The UN Declaration calling on the superpowers of the day to keep the Indian Ocean a zone of peace, endorsed by NAM, remains ‘dead in the water’. With 60 percent of the world’s economy and half the world’s population in and around the littoral states, all the world has an abiding interest in it and some quarters from Washington to Tokyo and Canberra, a misconception prevails that the Indian Ocean is India’s Ocean.

The emergence of a new China and the expansion of its naval muscle together with its transnational initiatives in and around the Indian Ocean extending to the Pacific is dragging all the small fish into the big nets – China versus the Rest. Sri Lanka with its economic crisis is precariously placed between a rock and a hard place.

There is much to learn from Nepal, a small SAARC, NAM and BIMSTEC member-state with much closer proximity to India and China admirably balancing the landlocked nation’s neutrality.

Nepal recently guided the US Millennium Challenge Corporation (MCC) agreement through its Parliament despite its Communist Party creating a rumpus.
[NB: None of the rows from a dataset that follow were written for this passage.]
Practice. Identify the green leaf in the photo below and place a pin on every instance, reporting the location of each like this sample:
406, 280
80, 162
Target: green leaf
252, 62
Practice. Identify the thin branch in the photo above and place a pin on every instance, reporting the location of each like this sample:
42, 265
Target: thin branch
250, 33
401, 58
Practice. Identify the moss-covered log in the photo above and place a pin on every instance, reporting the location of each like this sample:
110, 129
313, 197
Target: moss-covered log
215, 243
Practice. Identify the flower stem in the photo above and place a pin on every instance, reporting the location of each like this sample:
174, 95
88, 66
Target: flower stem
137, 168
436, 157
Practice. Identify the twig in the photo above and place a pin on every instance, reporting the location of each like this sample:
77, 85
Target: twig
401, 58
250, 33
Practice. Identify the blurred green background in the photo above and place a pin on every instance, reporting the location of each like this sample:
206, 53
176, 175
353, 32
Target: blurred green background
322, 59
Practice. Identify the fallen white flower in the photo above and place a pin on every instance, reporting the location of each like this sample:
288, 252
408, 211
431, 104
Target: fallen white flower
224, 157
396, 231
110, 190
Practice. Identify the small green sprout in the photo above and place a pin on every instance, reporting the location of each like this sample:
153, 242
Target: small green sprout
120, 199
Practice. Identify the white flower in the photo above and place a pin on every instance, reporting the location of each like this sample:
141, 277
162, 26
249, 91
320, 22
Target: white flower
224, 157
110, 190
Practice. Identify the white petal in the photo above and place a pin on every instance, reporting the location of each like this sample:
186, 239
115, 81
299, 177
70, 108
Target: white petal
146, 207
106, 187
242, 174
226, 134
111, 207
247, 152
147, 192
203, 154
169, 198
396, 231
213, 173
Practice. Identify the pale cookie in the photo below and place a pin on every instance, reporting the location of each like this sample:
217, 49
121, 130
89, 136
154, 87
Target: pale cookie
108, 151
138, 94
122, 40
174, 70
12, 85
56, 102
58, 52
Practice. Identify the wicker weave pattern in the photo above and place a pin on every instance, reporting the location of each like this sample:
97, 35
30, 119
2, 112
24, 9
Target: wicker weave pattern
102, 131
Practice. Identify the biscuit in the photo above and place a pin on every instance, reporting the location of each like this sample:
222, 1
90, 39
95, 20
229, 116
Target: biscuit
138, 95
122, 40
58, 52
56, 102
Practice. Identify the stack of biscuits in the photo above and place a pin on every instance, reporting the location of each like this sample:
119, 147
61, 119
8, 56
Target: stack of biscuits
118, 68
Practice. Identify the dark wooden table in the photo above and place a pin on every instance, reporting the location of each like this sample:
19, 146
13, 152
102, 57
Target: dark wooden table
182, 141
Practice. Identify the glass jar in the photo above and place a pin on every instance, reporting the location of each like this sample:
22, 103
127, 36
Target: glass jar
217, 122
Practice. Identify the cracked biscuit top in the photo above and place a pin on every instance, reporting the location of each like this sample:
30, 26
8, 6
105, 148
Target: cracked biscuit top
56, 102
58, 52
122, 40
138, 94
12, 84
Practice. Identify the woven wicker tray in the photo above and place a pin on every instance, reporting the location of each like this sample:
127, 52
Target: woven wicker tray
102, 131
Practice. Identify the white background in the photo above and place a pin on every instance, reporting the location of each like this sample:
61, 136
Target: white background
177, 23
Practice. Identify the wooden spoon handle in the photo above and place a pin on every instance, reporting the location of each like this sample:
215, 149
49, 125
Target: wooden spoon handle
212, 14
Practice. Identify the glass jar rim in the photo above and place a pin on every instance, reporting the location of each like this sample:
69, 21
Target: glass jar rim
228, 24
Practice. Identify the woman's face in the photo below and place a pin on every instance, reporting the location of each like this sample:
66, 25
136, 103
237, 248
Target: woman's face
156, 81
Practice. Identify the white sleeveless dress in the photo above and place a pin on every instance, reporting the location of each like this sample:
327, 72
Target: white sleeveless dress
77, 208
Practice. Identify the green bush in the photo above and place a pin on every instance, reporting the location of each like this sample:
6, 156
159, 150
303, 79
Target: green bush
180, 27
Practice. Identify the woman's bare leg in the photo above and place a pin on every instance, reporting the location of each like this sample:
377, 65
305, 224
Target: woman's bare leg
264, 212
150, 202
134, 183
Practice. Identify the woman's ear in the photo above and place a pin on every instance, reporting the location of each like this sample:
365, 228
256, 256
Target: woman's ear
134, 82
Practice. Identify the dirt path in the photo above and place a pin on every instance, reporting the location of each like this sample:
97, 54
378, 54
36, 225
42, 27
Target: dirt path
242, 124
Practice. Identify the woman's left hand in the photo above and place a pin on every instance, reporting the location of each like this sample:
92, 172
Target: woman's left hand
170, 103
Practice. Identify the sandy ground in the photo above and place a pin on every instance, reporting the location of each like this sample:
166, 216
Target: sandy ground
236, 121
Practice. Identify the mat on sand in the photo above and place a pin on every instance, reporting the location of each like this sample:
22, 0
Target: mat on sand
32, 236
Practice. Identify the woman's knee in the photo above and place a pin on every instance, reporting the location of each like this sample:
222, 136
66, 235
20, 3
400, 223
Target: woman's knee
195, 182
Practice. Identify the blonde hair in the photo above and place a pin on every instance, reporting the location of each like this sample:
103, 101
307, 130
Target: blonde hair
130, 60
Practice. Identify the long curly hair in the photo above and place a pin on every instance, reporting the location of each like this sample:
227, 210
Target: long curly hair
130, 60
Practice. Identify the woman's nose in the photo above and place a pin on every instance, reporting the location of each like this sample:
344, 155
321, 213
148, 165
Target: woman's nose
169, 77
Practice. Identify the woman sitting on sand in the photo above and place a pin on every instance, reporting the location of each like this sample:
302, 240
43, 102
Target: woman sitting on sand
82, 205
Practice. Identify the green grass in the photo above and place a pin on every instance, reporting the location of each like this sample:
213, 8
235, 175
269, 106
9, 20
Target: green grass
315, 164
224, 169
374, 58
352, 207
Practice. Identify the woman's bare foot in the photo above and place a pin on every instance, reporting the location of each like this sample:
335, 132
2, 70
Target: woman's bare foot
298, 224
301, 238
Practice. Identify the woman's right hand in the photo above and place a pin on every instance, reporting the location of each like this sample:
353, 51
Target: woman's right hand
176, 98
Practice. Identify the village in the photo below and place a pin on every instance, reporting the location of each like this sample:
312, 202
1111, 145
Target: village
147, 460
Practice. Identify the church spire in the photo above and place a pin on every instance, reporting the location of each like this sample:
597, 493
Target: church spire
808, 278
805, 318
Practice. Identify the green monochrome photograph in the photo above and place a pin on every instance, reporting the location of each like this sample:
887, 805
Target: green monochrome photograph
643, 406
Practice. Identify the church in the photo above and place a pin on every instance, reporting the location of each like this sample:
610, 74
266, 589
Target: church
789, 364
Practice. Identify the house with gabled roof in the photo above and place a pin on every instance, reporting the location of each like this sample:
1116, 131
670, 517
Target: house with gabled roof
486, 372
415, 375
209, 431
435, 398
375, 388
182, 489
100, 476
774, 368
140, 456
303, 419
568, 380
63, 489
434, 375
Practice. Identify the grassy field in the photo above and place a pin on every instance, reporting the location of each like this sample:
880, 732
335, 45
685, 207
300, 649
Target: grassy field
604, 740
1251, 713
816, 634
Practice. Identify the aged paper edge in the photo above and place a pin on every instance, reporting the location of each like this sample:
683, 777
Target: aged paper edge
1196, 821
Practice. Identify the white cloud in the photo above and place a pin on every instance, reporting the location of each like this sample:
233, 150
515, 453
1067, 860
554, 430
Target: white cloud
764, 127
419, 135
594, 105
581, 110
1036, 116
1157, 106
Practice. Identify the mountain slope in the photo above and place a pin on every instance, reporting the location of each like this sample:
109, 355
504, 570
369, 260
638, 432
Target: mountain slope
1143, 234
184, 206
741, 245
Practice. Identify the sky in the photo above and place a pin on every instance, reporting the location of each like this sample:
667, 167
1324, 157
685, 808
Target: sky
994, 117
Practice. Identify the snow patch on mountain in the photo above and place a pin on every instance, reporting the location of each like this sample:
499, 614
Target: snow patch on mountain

Unlike Sri Lanka, which just threw the baby out with the bathwater, Nepal skilfully negotiated changes to the original MCC draft, de-linked any references to Indo-Pacific agendas – and got the dollars they needed. Sri Lanka was not savvy enough when it comes to such negotiations as it was in the past.

There is a school of thought that says the UN Declaration on the Indian Ocean peace zone mooted by Sri Lanka’s Prime Minister Sirimavo Bandaranaike was done on India’s initiative. That might be taking the credit away from Mrs. Bandaranaike. Sri Lanka was punching well above its weight in world affairs at the time. The world has changed now. Then wedded to non-alignment, India has abandoned any pretences towards non-aligned principles and squarely backed the anti-China Western Alliance for its own safety.

On the sidelines of signing recent agreements with Sri Lanka in exchange for a billion dollars, India’s naval vessels were paying courtesy calls at local harbours. This week, a senior Under Secretary of the US State Department was in Colombo to participate in the Partnership Dialogue. A lot of activity is taking place in these neck of the woods.

BIMSTEC is a technical and economic summit but much of the focus is likely to be on the security of the region. It would, however, be a timely occasion for Sri Lanka to take up the economic issue of Indian fishermen poaching in Sri Lankan waters to the detriment of Sri Lanka’s fragile economy.

India has successfully taken illegal bottom trawling in Sri Lankan waters out of contention in its bilateral relations and shifted the problem to a “humanitarian issue” between fishermen’s associations of the two countries. By allowing this, there has been a dereliction of duty and care for Sri Lanka’s territorial integrity by the Colombo Government because these are Government-to-Government matters.

The Indian Peace Zone is not even on the BIMSTEC agenda while India’s Foreign Ministry has created an IOR (Indian Ocean Rim) division and expanded it to include Sri Lanka, Maldives, Madagascar, Seychelles, French Union Island, Mauritius etc.

It is focused on what foreign affairs commentators refer to as “India’s Pond” – the Indian Ocean. With its ‘Neighbourhood First Policy’ comes their SAGAR (Security & Growth for All in the Region) doctrine. It plays diplomatic hardball now as was seen recently in dealing with Sri Lanka’s recent request for a loan.

How well Sri Lanka is equipped to handle BIMSTEC and the dominance of one nation of the grouping is worth watching.